Helpful TipsInternet Safety

Password Security

Writing down your email password “Unbreakable-in-year04” on paper and taping it to the underside of your keyboard is not a good password security strategy. Because the password is not visible to everyone does not mean it is secure. Anyone that has access to your area will in theory have access to your password on the bottom of your keyboard. Developing a strong password but not taking time to commit it to memory defeats the purpose. Your password should be something unique, difficult to guess, but easy for you to remember. This post offers suggestions you can implement to keep your password from being easily discovered, guessed, or cracked.

To begin, look at passwords you should not use. Start by generating a password blacklist of common words you are not allowed to use in creating your password. This idea takes a page from brute force attack tactics of using massive list of common passwords to figure out (crack) a password. Here you will be using it for defense by turning the idea around and creating a password that is not likely to appear on a hacker’s list. A common word with substitution of letters for numbers or special characters should be avoided. Take the following example, “p@ssw0rd” that replaces ‘a’ with ‘@’ and letter ‘o’ with zero. This is a common password that would be included on your blacklist of do not use passwords. It is recommended that you not use a password under 12 characters in length. This poses a problem since most individuals find it difficult to recall more than 10 characters. However, there is a solution to this dilemma which most everyone can implement.

From early childhood education most individuals have been trained to remember complex words. Crafting a long passphrase compromised of four or more words can yield a 14-character pass-phrase that is difficult for an attacker to brute force or dictionary attack. Additionally, you can easily remember the passphrase since it is an arrangement of words that you can organize best suited to you. For example, you decided to use the following four words; ripped, horse, hole, pants. This can be combined into a 20-character passphrase “horserippedholepants” or to better remember, add “in” to make it “horserippedholeinpants” which is 22 characters long.

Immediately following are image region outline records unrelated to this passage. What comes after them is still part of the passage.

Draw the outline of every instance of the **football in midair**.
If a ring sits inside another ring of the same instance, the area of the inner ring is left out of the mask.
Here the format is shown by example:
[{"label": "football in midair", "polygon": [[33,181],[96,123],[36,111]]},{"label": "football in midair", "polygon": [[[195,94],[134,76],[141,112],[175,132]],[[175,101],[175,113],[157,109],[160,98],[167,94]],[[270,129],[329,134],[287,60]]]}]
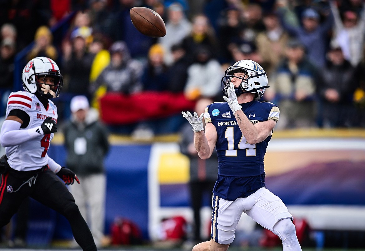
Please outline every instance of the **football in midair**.
[{"label": "football in midair", "polygon": [[136,29],[143,34],[153,37],[166,35],[165,22],[158,13],[145,7],[134,7],[129,11],[131,20]]}]

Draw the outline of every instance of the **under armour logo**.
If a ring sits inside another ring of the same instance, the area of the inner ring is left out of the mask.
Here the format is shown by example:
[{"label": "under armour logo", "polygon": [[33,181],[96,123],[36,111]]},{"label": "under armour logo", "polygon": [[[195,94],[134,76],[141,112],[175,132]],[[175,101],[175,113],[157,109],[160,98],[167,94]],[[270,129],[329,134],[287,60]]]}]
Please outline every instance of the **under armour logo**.
[{"label": "under armour logo", "polygon": [[10,185],[6,187],[6,191],[8,192],[13,192],[13,187],[12,187]]}]

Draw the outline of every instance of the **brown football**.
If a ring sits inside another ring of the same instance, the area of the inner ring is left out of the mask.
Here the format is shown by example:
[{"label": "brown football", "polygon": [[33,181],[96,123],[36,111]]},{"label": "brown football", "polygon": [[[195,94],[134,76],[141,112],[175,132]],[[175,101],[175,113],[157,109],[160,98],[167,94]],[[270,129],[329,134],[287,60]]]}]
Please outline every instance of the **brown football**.
[{"label": "brown football", "polygon": [[166,27],[157,12],[145,7],[134,7],[129,11],[131,20],[138,31],[153,37],[161,37],[166,35]]}]

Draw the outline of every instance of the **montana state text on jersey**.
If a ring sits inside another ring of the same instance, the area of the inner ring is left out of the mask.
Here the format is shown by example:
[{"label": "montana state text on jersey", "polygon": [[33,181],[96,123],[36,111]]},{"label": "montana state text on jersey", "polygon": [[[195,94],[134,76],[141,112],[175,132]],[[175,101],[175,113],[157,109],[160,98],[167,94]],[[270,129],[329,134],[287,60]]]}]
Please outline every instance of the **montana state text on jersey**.
[{"label": "montana state text on jersey", "polygon": [[[253,100],[240,104],[253,124],[278,120],[279,108],[272,103]],[[234,200],[247,197],[265,187],[264,156],[272,134],[261,142],[249,144],[227,103],[208,105],[204,117],[205,123],[213,123],[218,135],[225,135],[218,137],[217,140],[218,179],[213,193],[225,199]],[[227,176],[237,178],[228,182]]]}]

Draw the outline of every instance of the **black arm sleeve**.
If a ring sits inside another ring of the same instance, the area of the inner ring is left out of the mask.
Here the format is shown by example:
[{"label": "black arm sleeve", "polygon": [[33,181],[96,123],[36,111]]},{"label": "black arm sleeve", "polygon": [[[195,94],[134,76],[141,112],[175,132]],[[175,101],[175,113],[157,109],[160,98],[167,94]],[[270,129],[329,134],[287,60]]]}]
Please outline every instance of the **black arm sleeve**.
[{"label": "black arm sleeve", "polygon": [[9,113],[9,116],[16,116],[19,119],[23,120],[23,123],[20,125],[20,128],[26,128],[28,125],[29,124],[29,121],[30,118],[29,115],[24,111],[22,111],[19,109],[15,109],[10,111]]}]

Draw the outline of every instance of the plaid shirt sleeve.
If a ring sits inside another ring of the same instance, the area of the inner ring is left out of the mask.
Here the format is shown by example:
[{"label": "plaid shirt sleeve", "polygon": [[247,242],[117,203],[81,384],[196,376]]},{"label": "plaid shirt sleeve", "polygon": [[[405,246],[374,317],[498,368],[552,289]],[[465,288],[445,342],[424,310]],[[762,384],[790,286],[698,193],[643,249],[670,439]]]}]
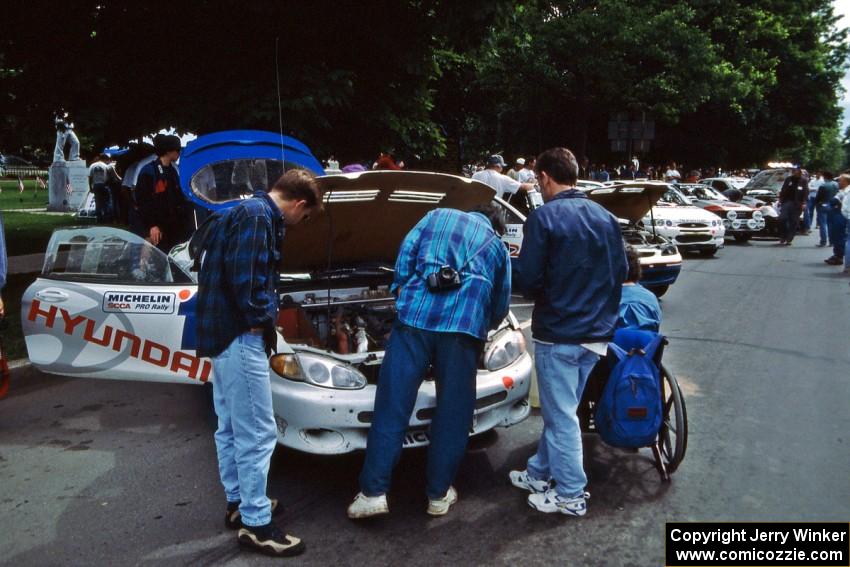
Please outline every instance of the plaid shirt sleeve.
[{"label": "plaid shirt sleeve", "polygon": [[422,231],[428,226],[430,217],[431,213],[428,213],[422,220],[416,223],[416,226],[407,233],[407,236],[401,243],[395,263],[395,277],[390,288],[390,292],[395,295],[398,295],[398,289],[406,284],[416,273],[416,256],[419,252],[419,239],[422,236]]},{"label": "plaid shirt sleeve", "polygon": [[246,216],[236,226],[228,243],[225,269],[236,308],[250,327],[265,327],[271,321],[275,298],[269,291],[269,234],[271,227],[262,216]]}]

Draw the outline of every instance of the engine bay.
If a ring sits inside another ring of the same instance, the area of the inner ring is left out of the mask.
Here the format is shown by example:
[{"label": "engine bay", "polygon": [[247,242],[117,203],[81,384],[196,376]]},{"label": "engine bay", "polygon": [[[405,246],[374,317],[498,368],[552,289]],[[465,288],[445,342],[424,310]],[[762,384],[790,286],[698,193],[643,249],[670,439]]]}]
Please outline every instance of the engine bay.
[{"label": "engine bay", "polygon": [[291,344],[337,354],[383,351],[396,318],[395,298],[387,287],[332,289],[286,294],[277,327]]}]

To keep from having to recall multiple passwords every time you access an online account. A password manager program can be employed to store your different passwords. Password managers allow you to store multiple passwords for different websites you access. By having different passwords, you significantly reduce your exposure to online account compromise. The options available to you for selection of a password manager are abundant. Some password managers can generate password recommendations for your online accounts. Another feature they have is automatic alerts when one of the websites or services you use has been breached. If you decide to implement a password manager, select one of the more well-known names. A quick Internet search can provide you with the top five or ten password manager software names.

In addition to a strong password, use another authentication method in conjunction with it to elevate your password security strategy. Two-factor authentication (2FA) can be set up so you receive a onetime passcode via text, email, phone call, software token or hardware token that must be entered after your username and password. Google and Microsoft offer free software-based tokens for 2FA. Many websites have made 2FA available for users. Navigate to your online account security settings to check.  Using 2FA combines something you know (username and password) with something you have (i.e., mobile phone) to reduce the risk of cyber attackers accessing your online account data.

These four things combined will assist in ensuring your accounts are less vulnerable to cyber criminals. But remember there is no one “set it and forget it” online security strategy. You must remain aware of the tools available to you.